Les dommages matériels

[54]   La réclamation des locataires, en ce qui a trait à leurs dommages matériels, est rejetée en totalité puisque les dommages allégués n’ont fait l’objet d’aucune preuve ( photo ou facture ).

Les dommages moraux

[55]   Selon la preuve non contredite, l’eau en provenance du 3e étage s’est infiltrée chez les locataires. Le plafond était percé et il a fallu de longs mois pour que les réparations soient complétées par le locateur.

[56]   Il a été démontré, à la satisfaction du tribunal, que les locataires ont subi du stress et de nombreux dérangements suite à cet incident malheureux.

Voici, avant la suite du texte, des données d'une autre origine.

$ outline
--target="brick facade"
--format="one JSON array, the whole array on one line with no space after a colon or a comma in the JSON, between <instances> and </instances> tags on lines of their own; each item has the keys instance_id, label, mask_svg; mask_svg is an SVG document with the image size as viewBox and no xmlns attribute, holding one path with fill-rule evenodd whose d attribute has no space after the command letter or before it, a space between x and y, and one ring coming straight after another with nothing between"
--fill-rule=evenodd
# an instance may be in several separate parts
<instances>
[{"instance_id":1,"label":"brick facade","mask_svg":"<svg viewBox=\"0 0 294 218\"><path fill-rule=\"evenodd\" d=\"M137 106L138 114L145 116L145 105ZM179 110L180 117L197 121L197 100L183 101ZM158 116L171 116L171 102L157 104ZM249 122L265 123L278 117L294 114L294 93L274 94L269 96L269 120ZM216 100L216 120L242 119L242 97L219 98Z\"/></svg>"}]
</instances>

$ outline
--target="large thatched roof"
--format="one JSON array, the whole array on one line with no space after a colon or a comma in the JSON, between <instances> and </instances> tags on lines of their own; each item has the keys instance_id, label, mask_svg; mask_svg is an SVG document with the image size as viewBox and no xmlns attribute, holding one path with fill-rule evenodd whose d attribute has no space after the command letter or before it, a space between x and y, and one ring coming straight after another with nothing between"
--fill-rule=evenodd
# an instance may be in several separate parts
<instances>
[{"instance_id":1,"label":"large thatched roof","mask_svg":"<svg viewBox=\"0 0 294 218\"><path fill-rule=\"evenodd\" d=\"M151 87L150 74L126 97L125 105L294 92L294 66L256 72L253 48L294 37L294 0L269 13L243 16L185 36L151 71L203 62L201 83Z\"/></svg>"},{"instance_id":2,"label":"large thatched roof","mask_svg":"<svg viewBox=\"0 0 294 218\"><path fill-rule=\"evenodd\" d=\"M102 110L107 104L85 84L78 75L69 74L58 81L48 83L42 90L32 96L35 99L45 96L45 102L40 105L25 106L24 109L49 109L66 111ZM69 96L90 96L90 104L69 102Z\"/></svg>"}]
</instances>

[57]   En défense, le locateur fait valoir qu’il n’est pas responsable de la situation. Il a tort puisque le logement a été abîmé parce que le locateur a été négligent à remplacer le chauffe-eau.

[58]   Dans la cause Kaur Ghotra c. True North, la juge administrative Amélie Dion explique la portée de ces obligations en citant les auteurs Jean-Louis Beaudoin et Pierre Gabriel Jobin :

« (…) dans le cas d’une obligation de résultat, la simple preuve par le créancier de l’absence de résultat ou du préjudice subi suffit à faire présumer la responsabilité du débiteur. Dès lors, le débiteur, pour dégager sa responsabilité, doit aller au-delà d’une preuve de simple absence de faute. Du point de vue probatoire, l’absence de résultat fait donc présumer la responsabilité du débiteur et place sur ses épaules le fardeau de démontrer que l’inexécution provient d’une cause qui ne lui est pas imputable. Le débiteur n’a pas la possibilité de tenter de prouver l’absence de faute de sa part. Il doit identifier, par prépondérance de preuve, une force majeure ou encore le fait de la victime, qui a empêché l’exécution de l’obligation. À défaut de décharger ce fardeau, le débiteur est tenu responsable de l’inexécution. »

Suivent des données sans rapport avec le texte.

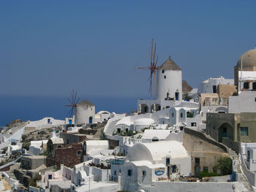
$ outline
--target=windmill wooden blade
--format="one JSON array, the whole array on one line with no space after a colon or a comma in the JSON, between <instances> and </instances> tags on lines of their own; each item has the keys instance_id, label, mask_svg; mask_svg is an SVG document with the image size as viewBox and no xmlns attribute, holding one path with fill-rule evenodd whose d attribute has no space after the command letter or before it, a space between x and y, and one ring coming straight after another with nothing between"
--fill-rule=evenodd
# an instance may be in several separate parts
<instances>
[{"instance_id":1,"label":"windmill wooden blade","mask_svg":"<svg viewBox=\"0 0 256 192\"><path fill-rule=\"evenodd\" d=\"M139 66L139 67L135 67L136 69L150 69L149 66Z\"/></svg>"}]
</instances>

[59]   Il reste à évaluer la valeur du préjudice moral des locataires. La jurisprudence a établi des balises vastes et larges pour en arriver finalement à donner comme règle que ces pertes non pécuniaires doivent être équitables et raisonnables[1].

[60]   En tenant compte qu'il a été démontré que certains préjudices ont été subis par les locataires, à savoir le stress, l’angoisse, leurs déplacements, leurs démarches et absences au travail, une somme globale de 1 500 $ leur est attribuée sous ce chef.

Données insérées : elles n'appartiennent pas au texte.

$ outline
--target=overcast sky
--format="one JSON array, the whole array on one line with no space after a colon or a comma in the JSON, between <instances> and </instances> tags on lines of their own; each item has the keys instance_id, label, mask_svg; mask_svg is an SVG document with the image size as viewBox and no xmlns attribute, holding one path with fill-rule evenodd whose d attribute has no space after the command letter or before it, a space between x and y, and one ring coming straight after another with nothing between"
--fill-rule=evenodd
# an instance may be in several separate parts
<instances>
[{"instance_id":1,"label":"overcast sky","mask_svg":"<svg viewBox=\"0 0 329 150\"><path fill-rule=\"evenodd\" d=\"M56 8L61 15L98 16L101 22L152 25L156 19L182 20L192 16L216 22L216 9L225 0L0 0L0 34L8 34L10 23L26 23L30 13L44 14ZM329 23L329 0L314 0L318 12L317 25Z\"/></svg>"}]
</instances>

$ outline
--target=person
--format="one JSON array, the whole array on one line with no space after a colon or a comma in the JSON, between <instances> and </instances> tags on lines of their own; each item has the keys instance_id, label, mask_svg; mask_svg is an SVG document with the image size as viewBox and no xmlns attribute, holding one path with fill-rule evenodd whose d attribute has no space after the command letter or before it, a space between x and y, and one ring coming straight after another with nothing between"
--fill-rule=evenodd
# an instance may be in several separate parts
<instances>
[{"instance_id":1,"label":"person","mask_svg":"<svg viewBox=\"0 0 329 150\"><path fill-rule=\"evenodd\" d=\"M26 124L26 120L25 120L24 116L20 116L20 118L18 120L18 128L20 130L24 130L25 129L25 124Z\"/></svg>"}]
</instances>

[61]   Finalement, pour disposer de l’argument final du défendeur, puisque la demande des locataires résulte de la non-exécution par le locateur des obligations contenues au bail, l’affaire relève de la compétence exclusive de la Régie du logement, vu l’article 28 de sa loi constitutive[2].

POUR CES MOTIFS, LE TRIBUNAL :

[62]   DIMINUE le loyer d’un montant global de 2 025 $;

[63]   CONDAMNE le locateur à payer aux locataires la somme de 2 025 $ à titre de diminution de loyer et 1 500 $ en dommages moraux;

[64]   REJETTE la demande quant au surplus.

 

 

 

 

 

 

 

 

Suzanne Guévremont

 

Présence(s) :

les locataires

le locateur

Date de l’audience :  

10 décembre 2019

 

 

 


 



[1] Obadia c. 3008380 Canada Inc. 31-940510-040P-940517 et 31-970718-057G (R.L.), 11 février 1998, r. G. Joly et C.-H. Hovington.

[2] La Régie connaît en première instance, à l'exclusion de tout tribunal, de toute demande relative au bail d'un logement lorsque la somme demandée ou la valeur de la chose réclamée ou de l'intérêt du demandeur dans l'objet de la demande ne dépasse pas le montant de la compétence de la Cour du Québec (article 28 L.R.L.).